We used logistic regression fit via GEE to examine whether there was an increase or decrease in the overall probability of ADs over testing sessions after adjusting for whether the prior trial stimulated the same or a different electrode pair and whether the prior trial produced an AD. We also used logistic regression fit via GEE to examine whether there was an increase or decrease in the overall probability of ADs when the stimulated channels were at locations where there were epileptiform discharges, compared to locations where there were no epileptiform discharges. We evaluated sites where epileptiform discharges were ictal only, interictal only, or both ictal and interictal,
All tests were two-sided with an alpha level of 0.05 used to determine statistical significance. From the logistic regression models, we report odds ratio (OR) along with 95% confidence intervals (CI) and p-values.
Results
The number of sessions per patient ranged from 1 to 5 and the number of trials per patient ranged from 71 to 1,206. Total testing time for the entire admission ranged from 48–370 minutes per patient. There were a total of 6,250 trials included for the analysis. Of these, 41 were the first trial of a session, and the other 6,209 were subsequent trials. Among all 6,250 trials, 18% produced ADs (Table 1A).

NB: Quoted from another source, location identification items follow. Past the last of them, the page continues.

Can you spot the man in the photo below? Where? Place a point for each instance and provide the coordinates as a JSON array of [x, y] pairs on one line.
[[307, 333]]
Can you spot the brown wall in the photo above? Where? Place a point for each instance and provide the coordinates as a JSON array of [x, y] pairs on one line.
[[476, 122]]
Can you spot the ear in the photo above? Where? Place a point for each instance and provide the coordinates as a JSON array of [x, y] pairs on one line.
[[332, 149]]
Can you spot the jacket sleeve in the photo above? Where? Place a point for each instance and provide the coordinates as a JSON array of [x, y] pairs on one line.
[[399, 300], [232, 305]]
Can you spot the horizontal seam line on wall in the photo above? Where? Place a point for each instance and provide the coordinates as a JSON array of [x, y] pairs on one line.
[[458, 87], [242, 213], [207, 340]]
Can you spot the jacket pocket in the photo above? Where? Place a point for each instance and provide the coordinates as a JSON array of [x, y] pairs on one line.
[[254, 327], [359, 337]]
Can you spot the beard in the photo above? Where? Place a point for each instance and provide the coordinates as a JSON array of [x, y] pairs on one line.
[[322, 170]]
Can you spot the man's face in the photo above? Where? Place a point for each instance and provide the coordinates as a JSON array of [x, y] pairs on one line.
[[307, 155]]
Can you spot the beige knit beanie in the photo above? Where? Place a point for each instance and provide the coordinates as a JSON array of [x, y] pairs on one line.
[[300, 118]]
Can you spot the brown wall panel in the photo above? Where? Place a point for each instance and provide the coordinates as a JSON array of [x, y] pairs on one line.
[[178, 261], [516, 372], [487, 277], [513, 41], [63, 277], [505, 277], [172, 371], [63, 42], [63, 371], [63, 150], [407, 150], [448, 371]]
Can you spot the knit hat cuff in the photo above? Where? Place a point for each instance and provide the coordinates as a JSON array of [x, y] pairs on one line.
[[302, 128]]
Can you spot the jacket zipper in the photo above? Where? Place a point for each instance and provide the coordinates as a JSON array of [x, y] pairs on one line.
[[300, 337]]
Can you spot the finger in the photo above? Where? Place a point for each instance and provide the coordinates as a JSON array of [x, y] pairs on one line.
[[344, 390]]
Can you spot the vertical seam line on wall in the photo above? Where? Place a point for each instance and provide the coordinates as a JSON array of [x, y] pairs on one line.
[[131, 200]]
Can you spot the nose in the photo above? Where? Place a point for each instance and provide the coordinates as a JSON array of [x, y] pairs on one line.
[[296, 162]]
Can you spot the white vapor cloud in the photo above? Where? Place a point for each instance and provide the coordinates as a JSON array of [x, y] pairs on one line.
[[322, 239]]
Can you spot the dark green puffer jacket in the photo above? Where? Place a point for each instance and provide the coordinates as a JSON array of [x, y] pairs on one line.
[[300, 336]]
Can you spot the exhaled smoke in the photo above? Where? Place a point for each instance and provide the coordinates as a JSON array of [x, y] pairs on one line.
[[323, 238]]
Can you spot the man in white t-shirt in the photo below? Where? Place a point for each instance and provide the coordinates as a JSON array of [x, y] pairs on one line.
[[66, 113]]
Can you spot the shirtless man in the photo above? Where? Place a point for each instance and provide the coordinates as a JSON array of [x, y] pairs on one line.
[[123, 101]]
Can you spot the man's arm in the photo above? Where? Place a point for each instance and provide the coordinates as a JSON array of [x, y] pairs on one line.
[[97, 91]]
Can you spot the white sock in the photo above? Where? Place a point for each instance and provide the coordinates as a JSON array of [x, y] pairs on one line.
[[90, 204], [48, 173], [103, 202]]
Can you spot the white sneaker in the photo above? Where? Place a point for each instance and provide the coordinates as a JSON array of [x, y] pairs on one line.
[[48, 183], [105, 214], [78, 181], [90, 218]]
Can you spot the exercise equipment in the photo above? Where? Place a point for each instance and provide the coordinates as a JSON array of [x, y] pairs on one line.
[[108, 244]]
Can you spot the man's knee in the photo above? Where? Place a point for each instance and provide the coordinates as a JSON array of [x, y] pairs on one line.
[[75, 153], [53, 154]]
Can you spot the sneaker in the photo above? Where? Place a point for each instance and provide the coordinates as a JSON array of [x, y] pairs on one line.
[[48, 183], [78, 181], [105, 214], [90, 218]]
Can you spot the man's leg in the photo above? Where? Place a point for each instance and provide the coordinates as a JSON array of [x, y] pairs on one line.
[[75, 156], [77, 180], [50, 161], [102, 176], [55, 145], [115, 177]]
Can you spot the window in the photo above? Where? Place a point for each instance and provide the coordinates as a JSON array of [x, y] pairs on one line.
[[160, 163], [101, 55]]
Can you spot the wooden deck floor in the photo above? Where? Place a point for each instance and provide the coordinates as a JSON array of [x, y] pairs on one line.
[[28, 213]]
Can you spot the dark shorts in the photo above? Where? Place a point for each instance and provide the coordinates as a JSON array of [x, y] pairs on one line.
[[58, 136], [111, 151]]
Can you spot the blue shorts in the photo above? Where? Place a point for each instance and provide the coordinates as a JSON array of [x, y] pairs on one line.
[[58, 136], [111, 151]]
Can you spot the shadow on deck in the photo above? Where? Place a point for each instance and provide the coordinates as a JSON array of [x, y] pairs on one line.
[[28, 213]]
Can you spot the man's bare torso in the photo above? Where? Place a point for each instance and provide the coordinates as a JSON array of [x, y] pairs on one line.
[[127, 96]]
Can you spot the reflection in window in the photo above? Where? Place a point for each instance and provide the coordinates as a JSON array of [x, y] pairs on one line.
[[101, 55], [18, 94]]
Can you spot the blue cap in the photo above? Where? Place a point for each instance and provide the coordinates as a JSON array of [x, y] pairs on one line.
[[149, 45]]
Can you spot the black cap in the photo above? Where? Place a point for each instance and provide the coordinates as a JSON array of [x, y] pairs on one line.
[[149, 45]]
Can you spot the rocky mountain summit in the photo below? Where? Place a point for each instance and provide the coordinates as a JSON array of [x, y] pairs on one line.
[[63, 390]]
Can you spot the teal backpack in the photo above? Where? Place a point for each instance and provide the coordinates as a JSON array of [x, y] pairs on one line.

For the 41 first trials of a session, ADs were observed during only 1 trial (2%).
Table 1.
A |
B |
C |
||||||||||
---|---|---|---|---|---|---|---|---|---|---|---|---|
Total | First | AD prior trial | No AD prior trial | Subsequent - Same Pair | Subsequent - Different Pair | |||||||
Patient | N | AD% | N | AD% | N | AD% | N | AD% | N | AD% | N | AD% |
All | 6,250 | 18% | 41 | 2% | 1,139 | 43% | 5,070 | 13% | 5,960 | 19% | 249 | 5% |
P#01 | 312 | 18% | 4 | 0% | 53 | 43% | 255 | 13% | 302 | 19% | 6 | 0% |
P#02 | 239 | 12% | 1 | 0% | 28 | 11% | 210 | 12% | 232 | 12% | 6 | 0% |
P#03 | 602 | 54% | 3 | 0% | 324 | 68% | 275 | 38% | 580 | 56% | 19 | 5% |
P#04 | 670 | 17% | 5 | 0% | 113 | 28% | 552 | 15% | 645 | 18% | 20 | 10% |
P#05 | 454 | 17% | 2 | 0% | 79 | 38% | 373 | 13% | 436 | 18% | 16 | 13% |
P#06 | 74 | 41% | 1 | 0% | 29 | 38% | 44 | 43% | 72 | 42% | 1 | 0% |
P#07 | 797 | 8% | 5 | 0% | 65 | 23% | 727 | 7% | 729 | 9% | 63 | 3% |
P#08 | 445 | 15% | 5 | 0% | 65 | 52% | 375 | 9% | 412 | 16% | 28 | 7% |
P#09 | 122 | 13% | 4 | 0% | 14 | 43% | 104 | 10% | 110 | 14% | 8 | 13% |
P#10 | 71 | 25% | 1 | 0% | 18 | 17% | 52 | 29% | 65 | 26% | 5 | 20% |
P#11 | 275 | 22% | 2 | 0% | 59 | 53% | 214 | 14% | 265 | 22% | 8 | 13% |
P#12 | 1,206 | 11% | 4 | 0% | 126 | 25% | 1,076 | 9% | 1,174 | 11% | 28 | 0% |
P#13 | 983 | 17% | 4 | 25% | 166 | 33% | 813 | 14% | 938 | 18% | 41 | 0% |
D | ||||||||
---|---|---|---|---|---|---|---|---|
Subsequent - Same Pair | Subsequent - Different Pair | |||||||
AD prior trial | No AD prior trial | AD prior trial | No AD prior trial | |||||
Patient | N | AD% | N | AD% | N | AD% | N | AD% |
All | 1,076 | 46% | 4,884 | 13% | 63 | 8% | 186 | 4% |
P#01 | 49 | 47% | 253 | 13% | 4 | 0% | 2 | 0% |
P#02 | 27 | 11% | 205 | 12% | 1 | 0% | 5 | 0% |
P#03 | 311 | 71% | 269 | 39% | 13 | 0% | 6 | 17% |
P#04 | 106 | 29% | 539 | 15% | 7 | 14% | 13 | 8% |
P#05 | 75 | 37% | 361 | 14% | 4 | 50% | 12 | 0% |
P#06 | 28 | 39% | 44 | 43% | 1 | 0% | 0 | N/A |
P#07 | 56 | 27% | 673 | 7% | 9 | 0% | 54 | 4% |
P#08 | 60 | 55% | 352 | 9% | 5 | 20% | 23 | 4% |
P#09 | 10 | 50% | 100 | 10% | 4 | 25% | 4 | 0% |
P#10 | 18 | 17% | 47 | 30% | 0 | N/A | 5 | 20% |
P#11 | 57 | 54% | 208 | 13% | 2 | 0% | 6 | 17% |
P#12 | 120 | 27% | 1,054 | 9% | 6 | 0% | 22 | 0% |
P#13 | 159 | 35% | 779 | 14% | 7 | 0% | 34 | 0% |
Total = total number of trials.
First = first trial of each session (If a testing session lasted from 1300–1600 hours only the one at 1300 hours is the first trial).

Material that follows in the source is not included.